Dans quelle mesure et sous quelle forme une indemnité, une compensation doivent-elles être données à l’agriculture ?

Quelle serait la somme d’argent nécessaire pour aider efficacement les agriculteurs ?

D’après les estimations qui paraissent les plus modérées, le prix de revient, c’est-à-dire sans bénéfice, du blé en France serait en moyenne de 27 fr. 50 le quintal métrique ou de 20 fr. 50 l’hectolitre. Le prix du blé américain rendu au Havre varierait, selon les diverses autorités, de 14 à 18 francs l’hectolitre[1].

Le producteur de blé américain est donc en avance sur le producteur français. Lors même que quelque inexactitude ou quelque exagération se serait glissée dans ces chiffres, il reste un écart certain. Cet écart nous a coûté en trois années de mauvaises récoltes 750 millions. Il n’en sera pas ainsi chaque année, mais chaque période décennale pourrait bien donner à peu près les mêmes résultats généraux.

Désormais les consommateurs français et tous les amateurs de popularité réclameront le blé à 18 fr. l’hectolitre ; et pour satisfaire les producteurs français il faudrait le maintenir au-dessus de 22 francs l’hectolitre. Afin d’arriver à une solution plus ou moins approximative, les uns proposent de sacrifier les agriculteurs, les autres de sacrifier les consommateurs, quelques-uns de partager également le fardeau. Dans ce dessein, on présente trois systèmes :

1° Celui de la protection douanière ;

2° Celui du dégrèvement d’impôts ;

3° Celui de l’égalité réelle, soit dans la protection modérée, soit dans le libre échange complet.

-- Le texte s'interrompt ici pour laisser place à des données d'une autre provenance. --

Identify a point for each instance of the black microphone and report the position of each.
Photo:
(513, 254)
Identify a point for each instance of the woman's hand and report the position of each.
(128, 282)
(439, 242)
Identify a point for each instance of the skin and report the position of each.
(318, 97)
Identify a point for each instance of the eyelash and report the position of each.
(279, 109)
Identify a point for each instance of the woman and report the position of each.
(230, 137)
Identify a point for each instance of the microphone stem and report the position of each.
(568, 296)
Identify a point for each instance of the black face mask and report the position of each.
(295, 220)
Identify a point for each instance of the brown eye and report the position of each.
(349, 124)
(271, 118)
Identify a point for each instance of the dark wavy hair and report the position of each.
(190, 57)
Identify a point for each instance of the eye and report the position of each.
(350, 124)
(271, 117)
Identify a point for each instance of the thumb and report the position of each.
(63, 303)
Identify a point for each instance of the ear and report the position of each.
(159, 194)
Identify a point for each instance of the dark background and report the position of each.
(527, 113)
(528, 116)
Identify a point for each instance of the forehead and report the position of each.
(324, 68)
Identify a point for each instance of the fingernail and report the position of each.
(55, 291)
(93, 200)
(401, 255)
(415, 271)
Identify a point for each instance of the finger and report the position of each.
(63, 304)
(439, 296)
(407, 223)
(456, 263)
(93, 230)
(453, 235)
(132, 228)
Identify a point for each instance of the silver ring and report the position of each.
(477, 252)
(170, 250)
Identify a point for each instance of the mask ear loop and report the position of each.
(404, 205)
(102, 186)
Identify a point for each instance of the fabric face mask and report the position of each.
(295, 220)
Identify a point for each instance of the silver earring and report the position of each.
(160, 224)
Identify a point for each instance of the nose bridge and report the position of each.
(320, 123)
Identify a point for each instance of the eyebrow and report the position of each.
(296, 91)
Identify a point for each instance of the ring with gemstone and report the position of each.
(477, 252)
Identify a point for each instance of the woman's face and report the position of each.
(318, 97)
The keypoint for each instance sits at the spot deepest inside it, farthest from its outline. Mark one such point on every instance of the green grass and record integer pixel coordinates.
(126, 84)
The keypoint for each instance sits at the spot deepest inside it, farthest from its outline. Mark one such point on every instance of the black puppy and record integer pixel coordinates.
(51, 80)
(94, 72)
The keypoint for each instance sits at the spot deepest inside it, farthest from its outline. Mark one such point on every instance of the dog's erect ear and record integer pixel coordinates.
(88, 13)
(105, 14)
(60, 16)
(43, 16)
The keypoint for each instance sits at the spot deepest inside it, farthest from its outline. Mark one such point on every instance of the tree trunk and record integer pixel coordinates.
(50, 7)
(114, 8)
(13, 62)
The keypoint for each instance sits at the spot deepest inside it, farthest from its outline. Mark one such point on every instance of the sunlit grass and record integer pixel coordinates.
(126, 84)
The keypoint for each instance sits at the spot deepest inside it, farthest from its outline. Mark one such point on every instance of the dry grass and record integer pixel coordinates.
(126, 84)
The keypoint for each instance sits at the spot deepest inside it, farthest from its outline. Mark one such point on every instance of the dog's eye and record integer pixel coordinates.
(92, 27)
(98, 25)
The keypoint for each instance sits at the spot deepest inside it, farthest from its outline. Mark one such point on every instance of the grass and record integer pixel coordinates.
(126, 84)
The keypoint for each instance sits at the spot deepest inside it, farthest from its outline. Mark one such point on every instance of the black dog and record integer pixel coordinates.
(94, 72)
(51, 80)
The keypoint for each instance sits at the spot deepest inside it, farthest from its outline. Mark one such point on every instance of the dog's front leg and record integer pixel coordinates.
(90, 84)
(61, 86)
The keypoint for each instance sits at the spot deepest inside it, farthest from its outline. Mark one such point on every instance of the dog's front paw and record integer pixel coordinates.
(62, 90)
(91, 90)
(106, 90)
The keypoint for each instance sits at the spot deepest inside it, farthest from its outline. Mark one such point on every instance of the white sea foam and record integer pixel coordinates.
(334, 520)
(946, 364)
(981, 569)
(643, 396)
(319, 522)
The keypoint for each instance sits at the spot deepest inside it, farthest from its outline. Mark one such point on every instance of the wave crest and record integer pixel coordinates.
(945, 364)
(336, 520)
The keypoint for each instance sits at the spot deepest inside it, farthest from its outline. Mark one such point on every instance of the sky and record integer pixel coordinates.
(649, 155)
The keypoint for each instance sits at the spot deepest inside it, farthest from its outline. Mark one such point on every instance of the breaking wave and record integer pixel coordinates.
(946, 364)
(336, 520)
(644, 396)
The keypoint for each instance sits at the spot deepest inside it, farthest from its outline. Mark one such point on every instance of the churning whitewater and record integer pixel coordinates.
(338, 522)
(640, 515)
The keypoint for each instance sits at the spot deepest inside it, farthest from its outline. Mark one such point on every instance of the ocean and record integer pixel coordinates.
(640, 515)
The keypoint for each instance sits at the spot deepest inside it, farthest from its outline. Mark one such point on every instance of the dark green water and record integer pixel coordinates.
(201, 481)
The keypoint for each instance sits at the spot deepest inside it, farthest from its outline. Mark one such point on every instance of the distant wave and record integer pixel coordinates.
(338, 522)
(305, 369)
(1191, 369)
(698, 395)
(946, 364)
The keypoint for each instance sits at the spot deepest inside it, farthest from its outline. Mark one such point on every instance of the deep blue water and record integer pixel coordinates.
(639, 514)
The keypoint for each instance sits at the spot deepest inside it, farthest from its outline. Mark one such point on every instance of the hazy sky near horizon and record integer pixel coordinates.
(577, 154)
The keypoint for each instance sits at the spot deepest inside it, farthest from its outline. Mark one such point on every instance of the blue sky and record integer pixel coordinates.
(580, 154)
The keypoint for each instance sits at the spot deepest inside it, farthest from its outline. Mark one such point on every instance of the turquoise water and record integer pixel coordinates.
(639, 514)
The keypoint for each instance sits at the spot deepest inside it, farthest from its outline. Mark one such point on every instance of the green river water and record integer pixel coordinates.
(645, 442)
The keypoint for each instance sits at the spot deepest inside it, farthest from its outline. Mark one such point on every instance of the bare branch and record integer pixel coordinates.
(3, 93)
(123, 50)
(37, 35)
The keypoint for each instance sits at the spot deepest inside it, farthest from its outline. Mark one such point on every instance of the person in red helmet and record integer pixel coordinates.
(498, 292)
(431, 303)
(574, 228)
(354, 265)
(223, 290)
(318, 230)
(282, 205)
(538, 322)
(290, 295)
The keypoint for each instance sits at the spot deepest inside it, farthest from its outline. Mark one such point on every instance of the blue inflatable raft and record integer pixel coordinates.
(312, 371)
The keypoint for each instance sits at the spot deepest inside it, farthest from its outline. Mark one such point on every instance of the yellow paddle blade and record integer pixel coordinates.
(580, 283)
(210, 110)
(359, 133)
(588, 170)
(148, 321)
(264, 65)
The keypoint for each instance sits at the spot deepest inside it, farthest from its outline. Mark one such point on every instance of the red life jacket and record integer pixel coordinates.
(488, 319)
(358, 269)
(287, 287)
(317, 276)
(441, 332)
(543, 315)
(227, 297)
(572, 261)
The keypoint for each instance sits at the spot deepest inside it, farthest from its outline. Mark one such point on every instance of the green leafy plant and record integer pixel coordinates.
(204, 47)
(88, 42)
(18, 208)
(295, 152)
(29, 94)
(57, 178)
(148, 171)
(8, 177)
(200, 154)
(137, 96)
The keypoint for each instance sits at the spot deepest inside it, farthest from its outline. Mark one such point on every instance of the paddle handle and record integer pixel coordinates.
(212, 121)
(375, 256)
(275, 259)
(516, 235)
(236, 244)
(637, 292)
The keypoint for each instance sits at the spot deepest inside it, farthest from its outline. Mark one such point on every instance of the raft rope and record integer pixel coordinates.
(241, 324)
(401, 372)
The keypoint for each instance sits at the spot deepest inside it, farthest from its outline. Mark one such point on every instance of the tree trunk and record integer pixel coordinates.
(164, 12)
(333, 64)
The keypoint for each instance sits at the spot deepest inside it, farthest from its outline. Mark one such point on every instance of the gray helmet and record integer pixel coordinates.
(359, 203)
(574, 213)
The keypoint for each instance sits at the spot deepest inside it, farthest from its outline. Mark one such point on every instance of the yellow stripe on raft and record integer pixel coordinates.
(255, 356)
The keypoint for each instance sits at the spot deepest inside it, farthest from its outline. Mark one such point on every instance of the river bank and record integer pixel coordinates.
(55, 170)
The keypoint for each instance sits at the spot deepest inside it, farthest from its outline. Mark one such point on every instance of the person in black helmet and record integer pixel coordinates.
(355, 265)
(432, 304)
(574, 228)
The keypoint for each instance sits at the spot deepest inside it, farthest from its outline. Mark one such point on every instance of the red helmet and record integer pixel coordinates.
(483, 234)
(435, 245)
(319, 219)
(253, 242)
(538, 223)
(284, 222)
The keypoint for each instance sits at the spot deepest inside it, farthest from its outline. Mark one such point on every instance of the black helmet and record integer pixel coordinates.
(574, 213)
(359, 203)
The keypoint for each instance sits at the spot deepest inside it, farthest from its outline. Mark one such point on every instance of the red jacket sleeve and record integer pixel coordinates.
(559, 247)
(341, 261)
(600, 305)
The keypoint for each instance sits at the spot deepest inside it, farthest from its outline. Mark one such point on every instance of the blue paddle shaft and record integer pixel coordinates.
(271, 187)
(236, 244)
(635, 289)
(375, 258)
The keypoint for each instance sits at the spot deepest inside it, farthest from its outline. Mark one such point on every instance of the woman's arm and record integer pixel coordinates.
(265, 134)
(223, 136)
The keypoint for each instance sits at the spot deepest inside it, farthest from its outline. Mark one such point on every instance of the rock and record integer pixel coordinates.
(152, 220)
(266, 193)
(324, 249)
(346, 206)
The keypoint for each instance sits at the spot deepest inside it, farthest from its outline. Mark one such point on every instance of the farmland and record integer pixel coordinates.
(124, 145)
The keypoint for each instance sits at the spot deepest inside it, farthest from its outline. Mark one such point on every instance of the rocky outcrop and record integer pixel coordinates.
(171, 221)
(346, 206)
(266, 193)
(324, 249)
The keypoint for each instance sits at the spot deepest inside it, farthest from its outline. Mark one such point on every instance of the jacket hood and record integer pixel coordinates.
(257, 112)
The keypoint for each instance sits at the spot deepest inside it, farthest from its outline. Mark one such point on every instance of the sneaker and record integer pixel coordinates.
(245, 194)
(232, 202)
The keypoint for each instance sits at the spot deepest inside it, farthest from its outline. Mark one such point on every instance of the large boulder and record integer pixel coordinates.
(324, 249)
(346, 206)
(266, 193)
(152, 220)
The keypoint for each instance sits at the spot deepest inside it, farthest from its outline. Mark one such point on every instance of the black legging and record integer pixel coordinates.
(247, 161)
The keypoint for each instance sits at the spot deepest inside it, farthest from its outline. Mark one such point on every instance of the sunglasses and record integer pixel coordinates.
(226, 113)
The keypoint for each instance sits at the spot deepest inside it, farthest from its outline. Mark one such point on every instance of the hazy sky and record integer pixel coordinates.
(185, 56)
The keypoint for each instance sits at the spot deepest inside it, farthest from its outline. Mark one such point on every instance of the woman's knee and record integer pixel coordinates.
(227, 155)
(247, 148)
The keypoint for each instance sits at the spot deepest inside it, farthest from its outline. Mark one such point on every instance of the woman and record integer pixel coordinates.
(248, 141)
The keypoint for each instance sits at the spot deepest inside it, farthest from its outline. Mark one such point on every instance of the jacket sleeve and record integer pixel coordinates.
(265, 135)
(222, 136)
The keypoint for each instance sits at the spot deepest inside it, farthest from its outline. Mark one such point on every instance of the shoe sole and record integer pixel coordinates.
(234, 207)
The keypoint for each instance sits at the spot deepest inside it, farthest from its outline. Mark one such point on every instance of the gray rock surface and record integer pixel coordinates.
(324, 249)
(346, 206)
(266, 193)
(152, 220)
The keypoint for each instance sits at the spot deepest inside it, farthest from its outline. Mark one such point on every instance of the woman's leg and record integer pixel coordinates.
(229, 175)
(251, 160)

Enfin reste le statu quo actuel, qui est ruineux pour les agriculteurs.


V

Le système le plus communément recommandé pour favoriser les intérêts agricoles est la protection douanière plus ou moins déguisée sous le nom de droits compensateurs : c’est un procédé simple,

  1. Journal des Économistes, décembre 1880, page 470, brochure et discours de M. Chotteau.